Of Primary Importance is not a how-to manual as much as it is a celebration of the idiosyncratic journey of teaching young children to write. If you are a grade-one through grade-three teacher struggling to get your students writing well, if you want to push your writing workshop to new dimensions, or if you are just plain skeptical that primary kids can write something beyond "I love my mom. I love my dog. The end," this book is for you. You will come away inspired, challenged, supported, and wiser in your classroom writing instruction.
About the Author
If it weren't for those scary numbers, Ann Marie Corgill wouldn't be a teacher today. "I wanted to be an architect," she says. "But I was afraid of the math classes." Now, in her fifteenth year of teaching, she can't imagine being in another profession.
"I love it that I can start over every year," Ann Marie says of her love of teaching. "The things I learned from the previous class help me improve my teaching for the next year -- I can rethink things, refine my practice, and look forward to a new group of students. "
Ann Marie is a 1994 graduate of the University of Alabama with a bachelor's degree in early childhood education. She received her master's degree from the University of Alabama at Birmingham, also in early childhood education. She is a National Board Certified Teacher and the 2007 recipient of the Donald H. Graves Writing Award.
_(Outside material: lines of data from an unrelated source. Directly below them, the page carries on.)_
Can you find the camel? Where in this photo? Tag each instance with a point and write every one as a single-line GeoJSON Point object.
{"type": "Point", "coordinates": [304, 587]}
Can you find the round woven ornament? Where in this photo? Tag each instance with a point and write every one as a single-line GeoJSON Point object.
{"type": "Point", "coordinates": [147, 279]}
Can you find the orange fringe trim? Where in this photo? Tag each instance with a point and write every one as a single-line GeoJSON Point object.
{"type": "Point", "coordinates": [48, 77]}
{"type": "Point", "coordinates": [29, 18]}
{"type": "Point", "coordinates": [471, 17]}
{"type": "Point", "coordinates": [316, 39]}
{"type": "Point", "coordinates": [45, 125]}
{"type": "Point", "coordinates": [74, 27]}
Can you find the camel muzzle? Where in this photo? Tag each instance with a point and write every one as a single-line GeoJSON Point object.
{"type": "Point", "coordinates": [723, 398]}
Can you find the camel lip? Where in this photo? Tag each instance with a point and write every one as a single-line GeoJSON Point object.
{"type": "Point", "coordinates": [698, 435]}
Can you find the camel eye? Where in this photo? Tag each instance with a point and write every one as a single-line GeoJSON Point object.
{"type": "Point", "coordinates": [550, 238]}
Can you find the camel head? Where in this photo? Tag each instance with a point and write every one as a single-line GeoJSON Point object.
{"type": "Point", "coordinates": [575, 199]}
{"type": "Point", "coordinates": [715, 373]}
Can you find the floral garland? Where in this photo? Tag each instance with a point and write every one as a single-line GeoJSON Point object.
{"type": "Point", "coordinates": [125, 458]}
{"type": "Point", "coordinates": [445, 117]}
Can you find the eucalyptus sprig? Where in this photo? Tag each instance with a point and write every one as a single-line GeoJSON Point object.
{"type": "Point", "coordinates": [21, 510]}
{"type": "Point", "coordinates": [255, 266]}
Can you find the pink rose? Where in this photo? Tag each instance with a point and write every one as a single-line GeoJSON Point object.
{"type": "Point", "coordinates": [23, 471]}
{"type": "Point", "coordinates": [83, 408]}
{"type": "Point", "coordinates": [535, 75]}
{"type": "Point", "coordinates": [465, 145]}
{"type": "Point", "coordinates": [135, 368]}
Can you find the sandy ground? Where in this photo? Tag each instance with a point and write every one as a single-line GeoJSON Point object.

She has taught at Riverchase Elementary School in Hoover, Alabama and at the Manhattan New School in New York City, as well as schools in Birmingham, Alabama, and Bronxville, New York.
Ann Marie believes that the most beneficial professional development opportunities are those that are ongoing. "When I think of professional development, that could mean simply rereading a text that helped me with my teaching, returning to hear an expert I admire and always learn from, visiting colleagues to watch them teach -- and always focusing my energy on ONE part of the curriculum I want to improve," she says. "I believe that professional development is the key to improving our schools. We as teachers need the same things our students need: ongoing support, focused and specific studies, a 'less is more' philosophy, and multiple opportunities to practice what we've learned."
Ann Marie says that the process of writing her book, Of Primary Importance, was both "painful and dreadful" and "the most amazing way to learn about my students and my teaching. "I've never run a marathon," says Ann Marie, "but I would suspect finishing the book feels a lot like crossing the finish line."
She loves to paint, send email, read on the floor of the children's book sections of bookstores, have fun with friends and family, shop in New York City, and eat at restaurants with a great wine list, and she appreciates a good vanilla buttercream cupcake. "I don't like big dogs, talking on the phone, unloading the dishwasher, desserts with nuts, and saying goodbye."